Typhoon Nargis in Myanmar in 2008
On May 3, 2008, tropical storm Nargis swept through Myanmar, killing nearly 140,000 people. Human corpses were rampant in the fields, and the survivors were always hungry, without shelter. Almost the whole town was destroyed and swept away. It is estimated that property damage caused by this terrible storm is about 10 billion USD.
Indian Ocean earthquake and tsunami in 2004
On December 26, 2004, a magnitude 9.1 earthquake struck the center off Indonesia’s island coast. This is the longest and third largest earthquake in history.
But even worse, the earthquake created a tsunami 30 meters high swept through 14 countries, killing nearly 230,000 people, leaving 1.7 million people displaced.
The limnic explosion at Lake Nyos in 1986
The Nyos disaster in Cameroon was the second CO2 explosion disaster in history, killing about 1,800 people and killing 3,500 animals. Villages within a 25 km radius around Lake Nyos were all wiped out in an instant.
According to scientists, in this explosion Lake Nyos has released about 1 km3 of CO2 enough to fill 10 football fields.

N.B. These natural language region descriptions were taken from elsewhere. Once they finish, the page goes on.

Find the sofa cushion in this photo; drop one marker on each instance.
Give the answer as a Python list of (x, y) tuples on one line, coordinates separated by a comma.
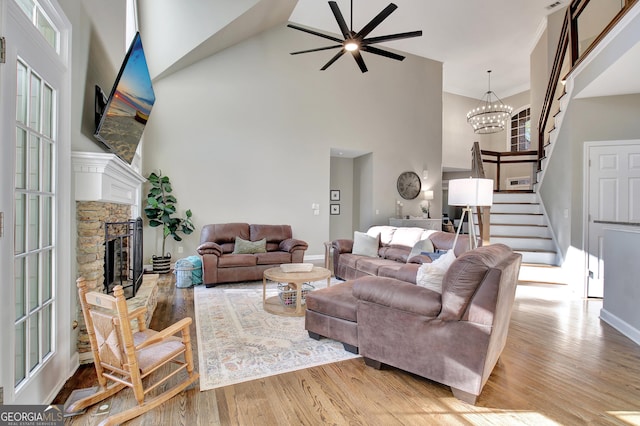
[(273, 258), (249, 247), (407, 237), (224, 232), (273, 233), (422, 246), (365, 245), (430, 275), (465, 275), (335, 301), (234, 260), (370, 265), (405, 272), (397, 253), (386, 233)]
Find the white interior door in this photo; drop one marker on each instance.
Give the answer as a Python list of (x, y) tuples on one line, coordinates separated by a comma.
[(34, 321), (613, 200)]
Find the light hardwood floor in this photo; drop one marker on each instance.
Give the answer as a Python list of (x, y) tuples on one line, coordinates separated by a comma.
[(561, 365)]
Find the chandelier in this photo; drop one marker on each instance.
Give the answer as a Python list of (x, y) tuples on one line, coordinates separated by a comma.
[(491, 115)]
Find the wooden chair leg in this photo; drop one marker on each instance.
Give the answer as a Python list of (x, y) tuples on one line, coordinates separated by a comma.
[(101, 395), (149, 404)]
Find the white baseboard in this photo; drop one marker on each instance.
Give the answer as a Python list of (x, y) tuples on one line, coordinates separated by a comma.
[(620, 325)]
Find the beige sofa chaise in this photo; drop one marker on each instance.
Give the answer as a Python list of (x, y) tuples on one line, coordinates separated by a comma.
[(395, 256), (454, 337)]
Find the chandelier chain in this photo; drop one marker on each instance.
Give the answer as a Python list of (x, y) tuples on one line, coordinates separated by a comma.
[(490, 116)]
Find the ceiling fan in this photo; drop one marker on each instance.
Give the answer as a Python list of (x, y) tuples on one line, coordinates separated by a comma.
[(355, 42)]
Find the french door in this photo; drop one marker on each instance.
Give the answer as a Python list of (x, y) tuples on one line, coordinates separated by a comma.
[(33, 251)]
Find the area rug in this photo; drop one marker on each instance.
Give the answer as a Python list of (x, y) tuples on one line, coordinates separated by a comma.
[(238, 341)]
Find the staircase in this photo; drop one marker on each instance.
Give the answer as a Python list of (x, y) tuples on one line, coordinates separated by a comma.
[(517, 220)]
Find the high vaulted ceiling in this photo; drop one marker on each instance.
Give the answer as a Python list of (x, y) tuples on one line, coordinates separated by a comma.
[(468, 37)]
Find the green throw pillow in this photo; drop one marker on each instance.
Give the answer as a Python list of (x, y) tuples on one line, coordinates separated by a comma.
[(422, 246), (250, 247)]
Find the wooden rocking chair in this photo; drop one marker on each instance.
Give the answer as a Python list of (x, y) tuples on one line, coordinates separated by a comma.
[(125, 358)]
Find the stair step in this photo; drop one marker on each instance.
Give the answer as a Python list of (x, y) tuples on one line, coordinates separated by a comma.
[(511, 208), (538, 257), (520, 197), (525, 243)]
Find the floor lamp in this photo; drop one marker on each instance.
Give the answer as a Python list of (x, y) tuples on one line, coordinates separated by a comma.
[(471, 192)]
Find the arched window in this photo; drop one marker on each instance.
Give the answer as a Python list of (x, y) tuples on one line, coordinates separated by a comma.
[(521, 130)]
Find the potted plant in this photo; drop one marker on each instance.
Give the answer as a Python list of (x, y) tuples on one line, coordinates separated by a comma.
[(160, 210)]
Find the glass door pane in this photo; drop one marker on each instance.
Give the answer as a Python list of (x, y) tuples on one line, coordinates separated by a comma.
[(34, 244)]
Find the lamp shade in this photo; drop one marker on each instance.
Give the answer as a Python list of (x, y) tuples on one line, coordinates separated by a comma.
[(471, 192)]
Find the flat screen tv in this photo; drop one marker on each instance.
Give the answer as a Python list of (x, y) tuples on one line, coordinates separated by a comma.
[(121, 118)]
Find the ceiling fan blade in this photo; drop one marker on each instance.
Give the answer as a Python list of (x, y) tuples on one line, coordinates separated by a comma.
[(376, 21), (316, 33), (316, 50), (335, 58), (381, 52), (358, 57), (340, 19), (374, 40)]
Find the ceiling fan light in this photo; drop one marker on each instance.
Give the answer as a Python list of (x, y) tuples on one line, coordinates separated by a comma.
[(351, 45)]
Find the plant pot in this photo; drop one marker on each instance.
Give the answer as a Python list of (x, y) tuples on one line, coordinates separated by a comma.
[(161, 264)]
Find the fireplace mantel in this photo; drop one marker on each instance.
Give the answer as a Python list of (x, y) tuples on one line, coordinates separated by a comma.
[(105, 177)]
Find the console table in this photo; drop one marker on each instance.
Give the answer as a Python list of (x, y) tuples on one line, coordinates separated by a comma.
[(434, 224)]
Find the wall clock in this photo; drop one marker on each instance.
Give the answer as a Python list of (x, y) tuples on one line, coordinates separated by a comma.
[(409, 185)]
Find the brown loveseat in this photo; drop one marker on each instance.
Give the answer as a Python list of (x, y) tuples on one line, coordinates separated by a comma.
[(394, 259), (221, 265), (454, 337)]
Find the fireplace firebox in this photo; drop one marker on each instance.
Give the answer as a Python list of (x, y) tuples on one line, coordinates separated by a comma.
[(123, 263)]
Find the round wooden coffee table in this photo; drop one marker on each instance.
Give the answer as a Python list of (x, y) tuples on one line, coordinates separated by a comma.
[(295, 280)]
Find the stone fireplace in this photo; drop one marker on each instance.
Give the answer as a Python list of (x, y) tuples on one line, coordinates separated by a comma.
[(106, 190)]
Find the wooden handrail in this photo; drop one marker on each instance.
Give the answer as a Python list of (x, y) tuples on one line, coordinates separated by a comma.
[(498, 161), (569, 37)]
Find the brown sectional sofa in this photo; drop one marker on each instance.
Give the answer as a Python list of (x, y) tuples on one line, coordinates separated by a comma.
[(454, 337), (393, 253), (221, 265)]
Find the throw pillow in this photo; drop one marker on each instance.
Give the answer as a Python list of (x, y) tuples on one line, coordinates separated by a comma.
[(437, 254), (430, 275), (250, 247), (421, 246), (365, 245)]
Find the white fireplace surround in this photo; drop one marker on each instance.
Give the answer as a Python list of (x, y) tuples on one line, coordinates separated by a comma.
[(105, 177)]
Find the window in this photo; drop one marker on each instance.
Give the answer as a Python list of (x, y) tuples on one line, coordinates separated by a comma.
[(41, 21), (521, 130)]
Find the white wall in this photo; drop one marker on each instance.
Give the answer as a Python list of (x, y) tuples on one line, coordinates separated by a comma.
[(457, 134), (341, 226), (245, 135)]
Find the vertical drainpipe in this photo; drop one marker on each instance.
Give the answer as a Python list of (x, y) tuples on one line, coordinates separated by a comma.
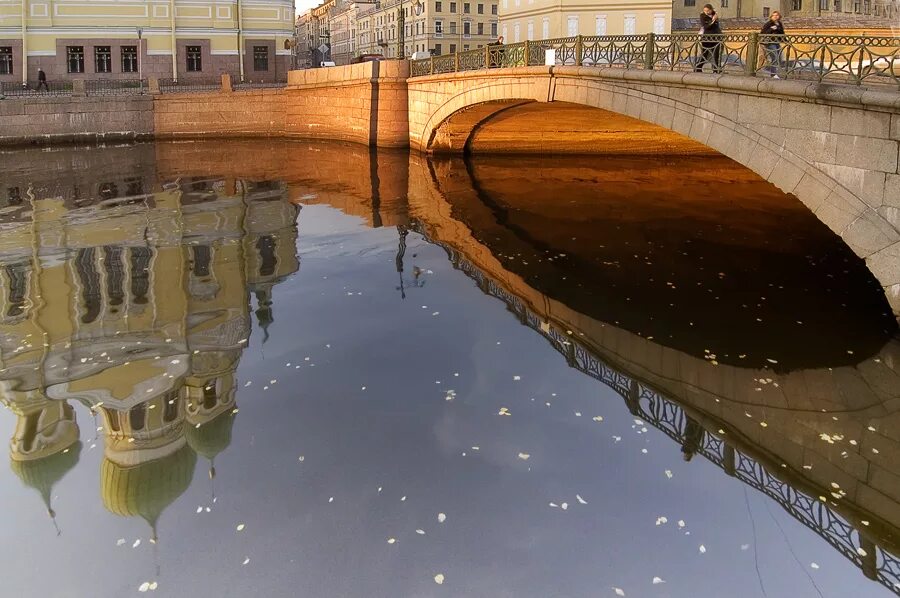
[(24, 43), (174, 45), (241, 40)]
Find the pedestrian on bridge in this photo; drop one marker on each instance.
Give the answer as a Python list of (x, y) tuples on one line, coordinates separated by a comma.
[(772, 45), (42, 80), (710, 48)]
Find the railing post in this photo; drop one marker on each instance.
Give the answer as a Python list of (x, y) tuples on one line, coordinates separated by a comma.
[(650, 51), (752, 54)]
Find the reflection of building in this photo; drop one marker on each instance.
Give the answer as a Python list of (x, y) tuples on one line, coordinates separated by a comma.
[(522, 20), (67, 40), (144, 328)]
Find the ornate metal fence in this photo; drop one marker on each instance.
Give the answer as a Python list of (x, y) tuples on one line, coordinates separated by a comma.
[(848, 59), (670, 418)]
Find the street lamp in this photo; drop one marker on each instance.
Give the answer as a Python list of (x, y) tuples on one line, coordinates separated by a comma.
[(140, 62)]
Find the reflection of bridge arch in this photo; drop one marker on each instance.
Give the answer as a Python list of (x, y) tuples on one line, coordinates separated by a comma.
[(779, 137), (871, 546)]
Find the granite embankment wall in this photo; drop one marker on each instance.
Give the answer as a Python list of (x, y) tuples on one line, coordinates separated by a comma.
[(365, 103)]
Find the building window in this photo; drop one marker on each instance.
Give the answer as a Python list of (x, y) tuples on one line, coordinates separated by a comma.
[(6, 60), (102, 59), (75, 59), (129, 59), (194, 61), (260, 58), (659, 24)]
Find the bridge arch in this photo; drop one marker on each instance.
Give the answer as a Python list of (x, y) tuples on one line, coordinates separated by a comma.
[(833, 147)]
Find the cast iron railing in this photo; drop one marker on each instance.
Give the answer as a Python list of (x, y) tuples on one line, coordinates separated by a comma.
[(849, 59), (670, 418)]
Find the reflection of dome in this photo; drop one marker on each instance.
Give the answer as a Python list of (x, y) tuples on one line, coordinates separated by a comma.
[(213, 437), (43, 474), (145, 490)]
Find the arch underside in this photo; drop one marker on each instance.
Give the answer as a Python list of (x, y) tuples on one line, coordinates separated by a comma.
[(678, 120)]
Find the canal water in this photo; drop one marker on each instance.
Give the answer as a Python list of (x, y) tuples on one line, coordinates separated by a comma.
[(294, 369)]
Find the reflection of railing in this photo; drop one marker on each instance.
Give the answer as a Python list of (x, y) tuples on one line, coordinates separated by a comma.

Gas and water were lifted into columns of about 80 m high, moving at a speed of 70 km / h.
The volcanic disaster killed 23,000 people in Colombia in 1985
Within 15 minutes, the town of Amero of Colombia was engulfed by the super magma erupting from the volcano Nevado del Ruiz. 35 million tons of rock, lava move at a speed of 480 km / h from the top of the mountain to the valley of the two sides of the mountain, along with about 700,000 tons of sulfur dioxide released. When combined with water forms a sticky material like concrete that falls down and collapses the roofs and is harmful to humans if inhaled.
After this catastrophic natural disaster, only a quarter of the population in the town of Amero survived.